In other words, the Formula 3 represents a filter in which an N-delay comb filter is added in a preceding stage of the Formula 1. In this case, when an input signal having continuous N or more sampling points is introduced into the Sliding Goertzel filter, an output y[k] at and after the N-th sampling point becomes equal to DFT components at the target frequency fT in a finite-length input signal x[k−(N−1)], . . . , x[k]. As can be understood from the Formula 3, the Sliding Goertzel DFT is an excellent methodology capable of continuously calculating DFT components concerning the target frequency fT, at a calculation cost less than that in case of executing the Goertzel algorithm at each sampling point.
However, the third conventional technique using the Sliding Goertzel DFT still has the following problems. As is clear from the Formula 3, a frequency characteristic of the Sliding Goertzel filter is represented by a sin c function defined such that the target frequency fT is set as a center frequency, as with the conventional DFT. This means that, if fT/fS, i.e., a ratio of the target frequency fT to the sampling frequency fS, is not sufficiently small, a Q value of the filter will be deteriorated.

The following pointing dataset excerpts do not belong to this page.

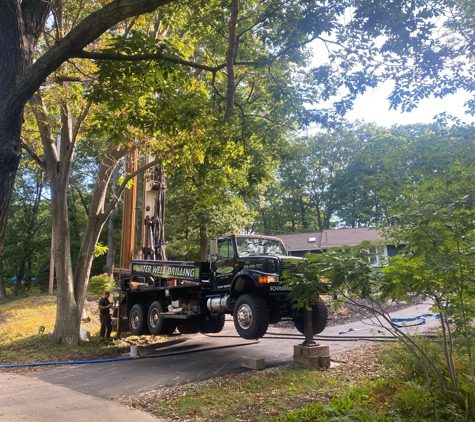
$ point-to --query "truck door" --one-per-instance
(223, 267)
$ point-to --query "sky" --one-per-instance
(373, 106)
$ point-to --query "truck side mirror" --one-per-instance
(213, 248)
(287, 248)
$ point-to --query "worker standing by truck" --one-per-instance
(104, 313)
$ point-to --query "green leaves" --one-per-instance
(343, 269)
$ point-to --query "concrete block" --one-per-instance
(253, 363)
(312, 351)
(308, 362)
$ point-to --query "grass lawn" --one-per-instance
(21, 342)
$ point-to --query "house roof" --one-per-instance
(329, 238)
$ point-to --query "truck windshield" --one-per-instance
(247, 246)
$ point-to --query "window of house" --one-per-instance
(378, 256)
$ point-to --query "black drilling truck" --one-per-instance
(242, 278)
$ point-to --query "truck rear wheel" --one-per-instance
(319, 318)
(137, 319)
(251, 316)
(158, 324)
(212, 324)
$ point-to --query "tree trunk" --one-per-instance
(3, 291)
(110, 234)
(10, 150)
(20, 26)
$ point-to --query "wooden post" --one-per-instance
(308, 328)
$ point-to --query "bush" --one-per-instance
(99, 284)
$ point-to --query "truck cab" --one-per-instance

Thus, a first problem is that, in cases where the Sliding Goertzel DFT is applied to the tone squelch which requires performing the tone detection with high frequency resolution (e.g., 2 Hz, as mentioned above), by low power consumption, i.e., at low sampling frequencies, it becomes difficult to meet requirements for noise immunity and frequency resolution. In contrast, the Goertzel filter as the second conventional technique has a feature that a Q value thereof is significantly high, as mentioned above. A second problem is as follows. Differently from the Goertzel filter, it is necessary to perform calculation of the numerator in the Formula 3 at each sampling point, so that the computational load becomes heavier than the Goertzel filter, although there is an advantage of being able to continuously obtain an output.